Rabbi Dror Arieh argues that the decision by hesder yeshivas to stop sending students to the Armored Corps stems from crossing a halachic and operational red line. In his view, integrating women into tanks harms crew cohesion, motivation, and the operational readiness of the Armored Corps.

The dramatic decision by the heads of several major hesder yeshivas to announce that they will stop sending their students to the Armored Corps is not just another political dispute, but a burning warning sign for Israel’s security. This is a painful but unavoidable step, he says, resulting from the crossing of a halachic and professional red line by the High Court, which is imposing a dangerous pilot program in the name of social agendas. Someone in the system must wake up, and fast.

Harm to operational effectiveness and military necessity

The army exists to win, not to create a false appearance of total equality in places where that is not appropriate. The attempt to force integration inside closed, cramped, and isolated spaces such as tanks causes both spiritual and practical damage to combat capability.

Preference for an agenda over quality personnel: the High Court, he says, prefers to push a small number of women into these roles, thereby consciously pushing hundreds of yeshiva soldiers, with peak motivation and proven fighting spirit, out of the corps.

Destruction of unit cohesion: the professional system of the Armored Corps relies on complete organic cohesion of the crew, which spends days and long weeks together inside the vehicle. Forcing such pilots tears apart this unique fabric.
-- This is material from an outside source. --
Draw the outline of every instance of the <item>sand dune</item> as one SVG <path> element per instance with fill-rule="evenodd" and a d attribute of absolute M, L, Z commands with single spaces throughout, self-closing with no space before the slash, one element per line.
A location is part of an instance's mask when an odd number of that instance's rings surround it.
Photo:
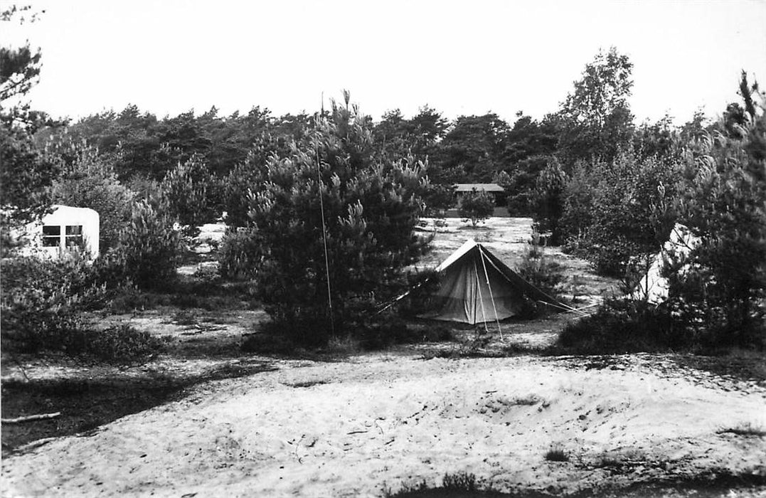
<path fill-rule="evenodd" d="M 647 358 L 281 362 L 7 459 L 4 496 L 379 496 L 461 470 L 573 491 L 766 468 L 766 439 L 717 433 L 766 427 L 766 389 Z M 552 446 L 569 461 L 545 460 Z"/>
The halachic line, no compromise on the sanctity of the camp

For religious Zionism and the world of Torah, observance of halacha and the sanctity of the camp are not a recommendation or a matter for negotiation.

Clear halachic ruling: the greatest rabbis and yeshiva heads from all shades and streams have unanimously determined that service in this mixed format is forbidden by halacha. All the yeshivas across the religious Zionist sector have drawn a red line, it is simply not possible for a religious soldier, and even for a non-religious soldier.
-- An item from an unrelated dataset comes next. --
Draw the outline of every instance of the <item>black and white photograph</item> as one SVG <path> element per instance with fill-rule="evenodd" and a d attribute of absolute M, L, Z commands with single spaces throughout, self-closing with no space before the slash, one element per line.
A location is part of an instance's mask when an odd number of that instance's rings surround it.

Broken agreement: the hesder framework was founded on the understanding that the IDF would allow Torah scholars to serve in a meaningful combat role while strictly preserving their halachic way of life. The breaking of this status quo forces the yeshiva heads to defend their students and find them alternative service options.

Silence from the leadership and blind obedience

The most troubling part of the incident is the paralysis of the command and government systems.

The political leadership remains silent: the prime minister and the defense minister stand aside and show weakness in the face of judicial tyranny that is directing the army’s force structure.

The military leadership complies: the chief of staff and IDF command are surrendering to immoral and unprofessional dictates coming from the court, instead of taking a firm professional stance making clear that the move harms operational readiness and unit cohesion. The chief of staff is obeying a patently immoral order.

Restore sovereignty to the IDF

We are a people’s army, not a court’s army. The attempt to “troll” the entire military system for the sake of imaginary equality slogans endangers victory on the battlefield. The veto imposed by the yeshiva heads is a wake-up call: the time has come to return sovereignty to the army, listen to real operational needs, and preserve the cohesion and spirit of the fighters who risk their lives for the homeland.